Still, CTV delivered a nasty one-two yesterday to the chin of an already staggering Global.
The CTV release suggests the network has outperformed Global by 92% in the ratings so far this season. What’s more, those gains came in Canada’s two largest urban centres, Toronto and Vancouver, thanks mainly to an uptake in younger viewers.
It is, however, an odd time to take stock, just six weeks after the official start of the fall season. CTV is taking advantage of two things: Global’s reliance on Fox programming, which gets derailed every Sept/Oct. during the baseball playoffs (knocking new episodes of powerhouse shows like House and Bones off the Global schedule) and big, opening numbers for a couple of highly anticipated returning CTV shows such as CSI and CSI Miami.
CTV’s not the first network to strategically pull a few weeks out of a season and go, “Lookit us!” CBC pulled the same trick last winter when their four new series launches caught the private Canadian networks with their shows down due to the U.S. writers strike. They sent out a release pinpointing big gains, declared victory and then ran home and turned off the lights. Things, of course, went back to normal when the strike ended and the U.S. shows returned. Think George Bush and that woefully premature “Mission Accomplished” victory banner on that aircraft carrier a month or so in to the Iraq war.
The TV business is war, too, and CTV knows the enemy is wounded. This P.R. assault comes as Canwest tries to shrug off a breathtaking drop in the value of its corporate stock, which has lost most of its value in the last year. The meltdown in the U.S. economy and the slowdown in Canadian media advertising has everybody in the TV business freaked. While it was a set back for CTV, too, that CRTC turn down last month of the broadcasters request for carriage fee loot was a dagger to the heart at cash strapped Canwest.
So–never one to miss an opportunity–the CTV PR department just wanted the ad community to know that their network is as big and dominant as ever. Given the arbitrary and advantageous six week time frame they have set, CTV can claim to have eight out of 10 of the country’s most-watched programs in total viewers and A25-54, and seven out of 10 in A18-49. Again, in that short sprint, they have Canada’s No. 1 show, Grey’s Anatomy, the nation’s No. 1 new series and top Canadian program, So You Think You Can Dance Canada and Canada’s top comedy series, Corner Gas.
Even CTV’s numbers, however, concede that the gap is narrowed in the 18-49-year-old demo. CTV’s total national audience beats Global’s by nearly a two-to-one score, while the demo advantage is just 656,000 to 414,000 (average minute audience, entire prime time schedule).
The opening week leap in CSI and CSI: Miami numbers have also tailed off in recent weeks, but they still allow CTV to boast big gains in those shows and others (including Desperate Housewives and Grey’s Anatomy) that might not hold up in even a mid-season tally.
On the other hand, Global enjoyed no such early return spike from the returns of House, Heroes and Prison Break (although House is still No. 2 in Canada among both 18-49 and 18-34-year-olds).
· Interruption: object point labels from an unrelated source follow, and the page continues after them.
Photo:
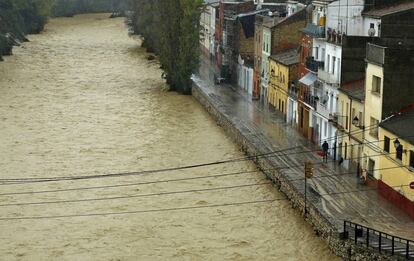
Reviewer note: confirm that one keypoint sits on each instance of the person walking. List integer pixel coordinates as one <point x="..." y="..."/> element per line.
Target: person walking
<point x="325" y="148"/>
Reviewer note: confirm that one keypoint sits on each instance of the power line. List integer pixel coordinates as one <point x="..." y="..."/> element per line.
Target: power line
<point x="34" y="179"/>
<point x="53" y="179"/>
<point x="142" y="211"/>
<point x="167" y="193"/>
<point x="134" y="196"/>
<point x="128" y="184"/>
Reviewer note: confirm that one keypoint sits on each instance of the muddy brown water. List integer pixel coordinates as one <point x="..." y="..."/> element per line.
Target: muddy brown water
<point x="82" y="99"/>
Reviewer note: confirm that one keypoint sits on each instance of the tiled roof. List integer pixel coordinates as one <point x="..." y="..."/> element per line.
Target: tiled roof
<point x="390" y="9"/>
<point x="288" y="57"/>
<point x="355" y="89"/>
<point x="402" y="125"/>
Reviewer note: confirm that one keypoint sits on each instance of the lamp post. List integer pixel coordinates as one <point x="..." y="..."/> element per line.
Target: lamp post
<point x="397" y="143"/>
<point x="308" y="174"/>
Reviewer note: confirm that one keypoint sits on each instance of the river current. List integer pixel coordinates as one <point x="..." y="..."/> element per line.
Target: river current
<point x="82" y="99"/>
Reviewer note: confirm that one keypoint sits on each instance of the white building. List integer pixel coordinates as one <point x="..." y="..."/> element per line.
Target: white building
<point x="245" y="76"/>
<point x="343" y="17"/>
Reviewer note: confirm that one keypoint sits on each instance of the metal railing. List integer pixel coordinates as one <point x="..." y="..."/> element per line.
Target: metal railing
<point x="313" y="65"/>
<point x="315" y="30"/>
<point x="379" y="240"/>
<point x="309" y="99"/>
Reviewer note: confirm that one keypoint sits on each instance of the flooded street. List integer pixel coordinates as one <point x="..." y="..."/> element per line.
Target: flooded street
<point x="82" y="99"/>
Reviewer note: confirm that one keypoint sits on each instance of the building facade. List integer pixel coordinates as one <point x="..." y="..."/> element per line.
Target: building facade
<point x="283" y="68"/>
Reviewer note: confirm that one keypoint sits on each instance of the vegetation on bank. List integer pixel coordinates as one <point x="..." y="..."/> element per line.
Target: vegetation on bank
<point x="72" y="7"/>
<point x="172" y="30"/>
<point x="21" y="17"/>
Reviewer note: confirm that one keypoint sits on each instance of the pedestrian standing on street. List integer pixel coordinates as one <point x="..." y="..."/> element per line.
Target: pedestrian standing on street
<point x="325" y="148"/>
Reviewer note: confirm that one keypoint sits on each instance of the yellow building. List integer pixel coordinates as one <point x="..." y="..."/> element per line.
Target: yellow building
<point x="396" y="166"/>
<point x="350" y="121"/>
<point x="283" y="68"/>
<point x="372" y="116"/>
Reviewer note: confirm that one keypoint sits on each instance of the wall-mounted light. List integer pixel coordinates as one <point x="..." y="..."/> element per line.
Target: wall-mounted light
<point x="355" y="121"/>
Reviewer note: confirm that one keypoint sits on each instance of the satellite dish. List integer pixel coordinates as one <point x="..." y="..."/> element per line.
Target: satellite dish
<point x="371" y="32"/>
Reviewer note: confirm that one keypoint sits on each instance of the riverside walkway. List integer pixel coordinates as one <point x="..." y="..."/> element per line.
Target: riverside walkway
<point x="266" y="129"/>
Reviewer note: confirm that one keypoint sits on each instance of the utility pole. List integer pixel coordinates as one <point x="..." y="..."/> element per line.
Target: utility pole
<point x="308" y="174"/>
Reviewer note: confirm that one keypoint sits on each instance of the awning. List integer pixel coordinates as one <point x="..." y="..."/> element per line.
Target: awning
<point x="308" y="79"/>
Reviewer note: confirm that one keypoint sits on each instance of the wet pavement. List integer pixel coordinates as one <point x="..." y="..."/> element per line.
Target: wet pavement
<point x="334" y="190"/>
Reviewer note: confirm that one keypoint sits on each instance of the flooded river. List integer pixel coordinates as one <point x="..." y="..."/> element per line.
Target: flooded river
<point x="82" y="99"/>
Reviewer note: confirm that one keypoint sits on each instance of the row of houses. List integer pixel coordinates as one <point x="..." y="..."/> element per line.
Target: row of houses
<point x="337" y="70"/>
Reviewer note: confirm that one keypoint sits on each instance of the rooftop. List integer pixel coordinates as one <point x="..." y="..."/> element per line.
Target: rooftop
<point x="402" y="125"/>
<point x="287" y="58"/>
<point x="391" y="9"/>
<point x="354" y="89"/>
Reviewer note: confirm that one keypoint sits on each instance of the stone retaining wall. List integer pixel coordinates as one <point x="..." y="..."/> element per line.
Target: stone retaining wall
<point x="321" y="225"/>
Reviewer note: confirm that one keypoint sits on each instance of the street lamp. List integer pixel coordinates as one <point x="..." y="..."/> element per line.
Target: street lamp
<point x="355" y="121"/>
<point x="397" y="144"/>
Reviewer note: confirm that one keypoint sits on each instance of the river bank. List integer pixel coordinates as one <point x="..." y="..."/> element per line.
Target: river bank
<point x="244" y="123"/>
<point x="82" y="99"/>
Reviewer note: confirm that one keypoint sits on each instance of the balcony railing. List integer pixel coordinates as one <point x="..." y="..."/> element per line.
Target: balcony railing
<point x="375" y="53"/>
<point x="328" y="77"/>
<point x="313" y="65"/>
<point x="334" y="36"/>
<point x="293" y="92"/>
<point x="314" y="30"/>
<point x="309" y="99"/>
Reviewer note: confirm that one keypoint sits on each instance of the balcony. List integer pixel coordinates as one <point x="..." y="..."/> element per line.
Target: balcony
<point x="309" y="99"/>
<point x="313" y="65"/>
<point x="375" y="53"/>
<point x="293" y="92"/>
<point x="328" y="77"/>
<point x="314" y="30"/>
<point x="339" y="121"/>
<point x="334" y="36"/>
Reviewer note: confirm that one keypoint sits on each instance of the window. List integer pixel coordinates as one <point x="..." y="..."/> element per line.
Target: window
<point x="371" y="167"/>
<point x="374" y="127"/>
<point x="346" y="150"/>
<point x="386" y="144"/>
<point x="345" y="117"/>
<point x="399" y="152"/>
<point x="327" y="64"/>
<point x="376" y="84"/>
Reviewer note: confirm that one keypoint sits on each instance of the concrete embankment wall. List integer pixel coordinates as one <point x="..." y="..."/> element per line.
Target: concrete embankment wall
<point x="253" y="146"/>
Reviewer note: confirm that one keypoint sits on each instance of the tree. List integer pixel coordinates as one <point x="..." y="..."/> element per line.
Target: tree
<point x="171" y="29"/>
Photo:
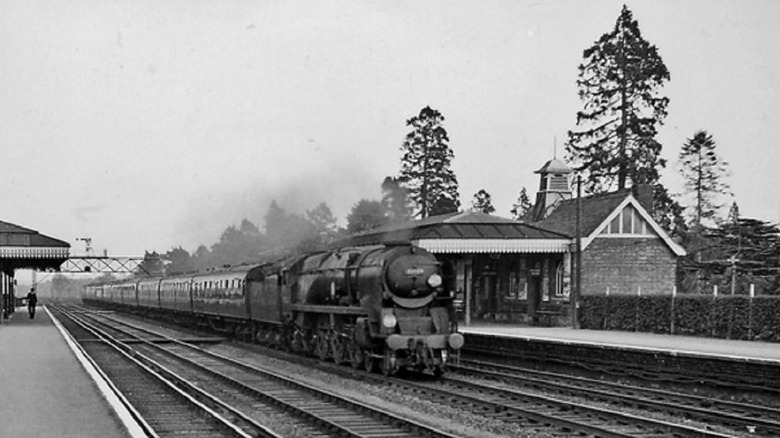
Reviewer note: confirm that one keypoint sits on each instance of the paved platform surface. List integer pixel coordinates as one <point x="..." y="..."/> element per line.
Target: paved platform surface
<point x="731" y="349"/>
<point x="44" y="389"/>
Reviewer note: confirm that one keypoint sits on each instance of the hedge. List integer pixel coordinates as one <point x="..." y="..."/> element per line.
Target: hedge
<point x="727" y="317"/>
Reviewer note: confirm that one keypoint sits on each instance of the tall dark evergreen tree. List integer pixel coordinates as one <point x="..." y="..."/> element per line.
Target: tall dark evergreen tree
<point x="619" y="84"/>
<point x="425" y="165"/>
<point x="325" y="228"/>
<point x="483" y="202"/>
<point x="703" y="171"/>
<point x="366" y="215"/>
<point x="395" y="199"/>
<point x="521" y="207"/>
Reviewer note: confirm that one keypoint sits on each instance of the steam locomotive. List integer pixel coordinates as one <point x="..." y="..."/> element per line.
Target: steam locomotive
<point x="379" y="306"/>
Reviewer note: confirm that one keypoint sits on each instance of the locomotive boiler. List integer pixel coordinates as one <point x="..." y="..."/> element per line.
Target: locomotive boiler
<point x="381" y="306"/>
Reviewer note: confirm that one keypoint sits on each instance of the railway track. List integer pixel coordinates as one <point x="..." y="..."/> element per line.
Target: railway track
<point x="739" y="417"/>
<point x="544" y="408"/>
<point x="157" y="404"/>
<point x="251" y="392"/>
<point x="674" y="369"/>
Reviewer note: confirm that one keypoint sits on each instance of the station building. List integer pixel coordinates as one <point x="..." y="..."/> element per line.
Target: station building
<point x="522" y="271"/>
<point x="24" y="248"/>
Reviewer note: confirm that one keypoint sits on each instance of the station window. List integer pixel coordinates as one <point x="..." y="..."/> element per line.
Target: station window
<point x="630" y="222"/>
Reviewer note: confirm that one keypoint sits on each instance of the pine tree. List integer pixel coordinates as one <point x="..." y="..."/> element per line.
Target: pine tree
<point x="425" y="165"/>
<point x="521" y="207"/>
<point x="618" y="84"/>
<point x="483" y="202"/>
<point x="366" y="215"/>
<point x="703" y="171"/>
<point x="395" y="199"/>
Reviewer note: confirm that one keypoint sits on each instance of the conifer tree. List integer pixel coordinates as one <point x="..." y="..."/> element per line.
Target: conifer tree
<point x="483" y="202"/>
<point x="619" y="84"/>
<point x="425" y="165"/>
<point x="521" y="207"/>
<point x="703" y="171"/>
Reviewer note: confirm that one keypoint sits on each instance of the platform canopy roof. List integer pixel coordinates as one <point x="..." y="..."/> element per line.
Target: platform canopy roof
<point x="23" y="248"/>
<point x="467" y="232"/>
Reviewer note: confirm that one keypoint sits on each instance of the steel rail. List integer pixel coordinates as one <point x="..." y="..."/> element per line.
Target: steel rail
<point x="417" y="429"/>
<point x="754" y="418"/>
<point x="120" y="350"/>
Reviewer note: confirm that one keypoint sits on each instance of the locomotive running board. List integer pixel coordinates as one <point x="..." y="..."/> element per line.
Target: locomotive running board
<point x="341" y="310"/>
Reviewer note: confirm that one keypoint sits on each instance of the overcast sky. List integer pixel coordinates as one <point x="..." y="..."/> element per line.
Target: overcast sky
<point x="146" y="125"/>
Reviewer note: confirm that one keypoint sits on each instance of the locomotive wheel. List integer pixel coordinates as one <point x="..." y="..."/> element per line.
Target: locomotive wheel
<point x="338" y="348"/>
<point x="323" y="346"/>
<point x="389" y="364"/>
<point x="355" y="355"/>
<point x="368" y="361"/>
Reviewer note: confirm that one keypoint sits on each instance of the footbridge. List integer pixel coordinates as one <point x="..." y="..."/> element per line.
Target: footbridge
<point x="25" y="248"/>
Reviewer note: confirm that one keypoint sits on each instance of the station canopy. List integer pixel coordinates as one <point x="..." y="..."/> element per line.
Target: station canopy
<point x="23" y="248"/>
<point x="468" y="232"/>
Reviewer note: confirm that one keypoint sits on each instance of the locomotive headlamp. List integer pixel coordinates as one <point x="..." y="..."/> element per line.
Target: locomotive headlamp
<point x="434" y="280"/>
<point x="389" y="320"/>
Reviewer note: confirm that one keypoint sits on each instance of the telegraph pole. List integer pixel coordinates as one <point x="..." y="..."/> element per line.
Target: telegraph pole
<point x="575" y="300"/>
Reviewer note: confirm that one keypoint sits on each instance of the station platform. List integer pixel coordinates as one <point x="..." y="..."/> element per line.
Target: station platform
<point x="48" y="388"/>
<point x="754" y="351"/>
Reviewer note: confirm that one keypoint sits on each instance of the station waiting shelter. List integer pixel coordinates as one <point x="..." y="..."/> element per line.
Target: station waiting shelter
<point x="24" y="248"/>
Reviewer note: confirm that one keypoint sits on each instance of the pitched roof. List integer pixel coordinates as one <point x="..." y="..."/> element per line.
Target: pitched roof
<point x="595" y="209"/>
<point x="22" y="247"/>
<point x="596" y="212"/>
<point x="555" y="166"/>
<point x="14" y="235"/>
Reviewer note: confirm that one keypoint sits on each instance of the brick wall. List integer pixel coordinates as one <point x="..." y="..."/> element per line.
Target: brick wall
<point x="625" y="264"/>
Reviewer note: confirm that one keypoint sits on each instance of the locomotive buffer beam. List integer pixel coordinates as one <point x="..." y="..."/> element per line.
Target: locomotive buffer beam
<point x="90" y="264"/>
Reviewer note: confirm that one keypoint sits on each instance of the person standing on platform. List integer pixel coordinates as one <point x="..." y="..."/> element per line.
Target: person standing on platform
<point x="32" y="301"/>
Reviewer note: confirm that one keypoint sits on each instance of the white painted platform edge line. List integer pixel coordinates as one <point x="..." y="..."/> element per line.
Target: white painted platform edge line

Worse, all three of those shows are slipping badly in the U.S.
The other shoe dropped when CTV’s second ratings release yesterday detailed how A is kicking E’s ass in Toronto and Vancouver. In the battle of the B networks, a.k.a. the sister station scrap, shows like Two and a Half Men and Fringe have pushed A ahead of E nationally and in Vancouver and ahead of City-TV in Toronto. Again, the jump comes nationally among 18-49-year-old viewers, where A is up and E is down (and City-TV in Toronto is down sharply).
While this is worthy of note it would have been a shock had A not taken a leap this fall, especially after big spender CTV off-loaded several of their younger skewing, high profile U.S. imports like Private Practice, Pushing Daisies and Gossip Girl over to the A schedule.
Still, E and Canwest will need more than Knight Rider to get back in this race. Rumbles about cost cutting, particularly in their local news division, have been floated all week. They need cash and they need hits and the long-delayed return of 24 in November (as a two-hour TV-movie) and January (as season seven) will help. The bad news is that CTV gets American Idol back in January, too. Jack Bauer, Global forces need you!